The Taxman Cometh
It is a truth universally acknowledged, that a single woman in possession of an onerous chore must be in want of a paid assistant. Or several.
The summer my ex-husband and I separated, I hired a guy to mow the lawn. I worried a lot about how lame I was for not mowing it myself, and then I finally tried to mow it myself, and the mower exploded (I kid you not) fifteen minutes after I finally managed to fire the damned thing up. So I gave up and made a scary phone call. Since then, the lawn guy has come at regular intervals. He’s very inexpensive and he rakes all the clippings and he deals with the leaves in the fall and the gutters in the spring. He’s also handsome. When I still lived in the old house, I used to objectify him shamelessly from my office window whenever he came to mow.
That same summer, on a roll, I called a tree guy (who’s even better looking than the lawn guy–my best friend from graduate school, before he got denied tenure, used to come over and help me objectify him while he climbed around with his giant manly chainsaw) to cope with all the overgrown limbs I couldn’t possibly cut down with on my own.
I engaged a shrink to comb through the snarls in my head. I got a lawyer, of course, to draft the divorce settlement (even though my ex-husband ordered one of those Nolo books and swore we could do it ourselves). I got, as I said, an accountant to help me figure out which end of my bank account was what.

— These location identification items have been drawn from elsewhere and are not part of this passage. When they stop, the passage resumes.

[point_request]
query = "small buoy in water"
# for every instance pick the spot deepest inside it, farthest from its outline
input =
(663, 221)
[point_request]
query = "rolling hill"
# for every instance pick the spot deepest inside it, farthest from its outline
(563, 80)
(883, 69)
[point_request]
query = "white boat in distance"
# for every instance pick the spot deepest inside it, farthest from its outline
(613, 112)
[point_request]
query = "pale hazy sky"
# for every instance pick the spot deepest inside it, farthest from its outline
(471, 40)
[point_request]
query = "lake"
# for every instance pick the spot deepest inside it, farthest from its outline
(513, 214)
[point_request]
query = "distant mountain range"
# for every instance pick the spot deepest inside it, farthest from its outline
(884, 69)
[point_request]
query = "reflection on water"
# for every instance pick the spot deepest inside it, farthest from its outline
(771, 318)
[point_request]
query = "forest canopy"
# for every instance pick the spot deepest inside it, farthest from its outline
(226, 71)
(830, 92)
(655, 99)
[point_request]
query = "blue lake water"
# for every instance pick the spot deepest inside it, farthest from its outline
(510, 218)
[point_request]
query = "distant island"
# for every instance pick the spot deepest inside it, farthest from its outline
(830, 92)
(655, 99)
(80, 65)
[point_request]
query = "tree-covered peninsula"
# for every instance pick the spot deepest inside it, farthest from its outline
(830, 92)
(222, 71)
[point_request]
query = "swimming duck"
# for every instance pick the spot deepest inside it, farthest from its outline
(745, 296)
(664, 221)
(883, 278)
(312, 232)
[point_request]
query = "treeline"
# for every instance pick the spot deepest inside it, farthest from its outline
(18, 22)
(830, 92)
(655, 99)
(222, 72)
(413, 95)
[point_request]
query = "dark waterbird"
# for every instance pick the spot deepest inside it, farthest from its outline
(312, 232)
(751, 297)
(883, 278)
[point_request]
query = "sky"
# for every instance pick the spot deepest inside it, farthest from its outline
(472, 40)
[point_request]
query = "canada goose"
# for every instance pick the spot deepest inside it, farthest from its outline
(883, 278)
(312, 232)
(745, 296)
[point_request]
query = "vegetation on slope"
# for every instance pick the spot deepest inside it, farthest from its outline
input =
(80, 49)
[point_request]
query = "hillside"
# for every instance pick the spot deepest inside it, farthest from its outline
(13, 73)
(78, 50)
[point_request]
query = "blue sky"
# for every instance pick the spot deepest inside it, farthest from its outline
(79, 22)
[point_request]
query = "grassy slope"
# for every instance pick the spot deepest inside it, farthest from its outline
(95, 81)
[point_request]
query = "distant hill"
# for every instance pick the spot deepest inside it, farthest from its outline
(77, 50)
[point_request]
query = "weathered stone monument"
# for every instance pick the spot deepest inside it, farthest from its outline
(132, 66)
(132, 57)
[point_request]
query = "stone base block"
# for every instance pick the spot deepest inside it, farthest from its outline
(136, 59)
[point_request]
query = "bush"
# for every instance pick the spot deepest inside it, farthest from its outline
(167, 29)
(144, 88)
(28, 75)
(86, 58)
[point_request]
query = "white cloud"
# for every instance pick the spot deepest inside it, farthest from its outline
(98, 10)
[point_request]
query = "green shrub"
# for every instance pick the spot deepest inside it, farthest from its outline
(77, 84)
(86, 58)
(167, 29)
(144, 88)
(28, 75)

I went to the bank and sat in a little chair and got the nice bank lady to help me set up online banking. God, I love online banking. It’s like having a secretary and a bookkeeper all at once. And a filing cabinet that follows me everywhere I go. What else? I bought a GPS, mainly to use getting home from places (I’m a failure at reading directions backwards). I have leaned heavily on all manner of domestic assistance from plumbers, handymen, roofers, electricians, and painters. Once you start farming stuff out, it’s addictive.
So why has it taken me years to hire help with my taxes?
The week before the accountant came was a total wash. The kids were sick, first in tandem and then together, which scuttled the work I needed to get done, and by Thursday I was frantic. I’d had big plans for Friday. A lovely friend I never see had gotten on a plane for the first time in eighteen years (she hates and fears flying–now that’s a legitimate phobia if you ask me) to come with her husband to a conference in my boyfriend’s city, mostly (she said) to spend a day with me. I’d planned to wrap up an assignment, farm the kids out to a friend (my ex-husband was out of town) and join her, with a song in my heart and a spring in my step. And now all bets were off. “Oh, just bring them along,” my boyfriend said. “They can be sick in my place just as well as yours.” Hooray! I threw a bunch of god-knows-what in a duffel bag and bolted for the car, dragging the feverish children behind me.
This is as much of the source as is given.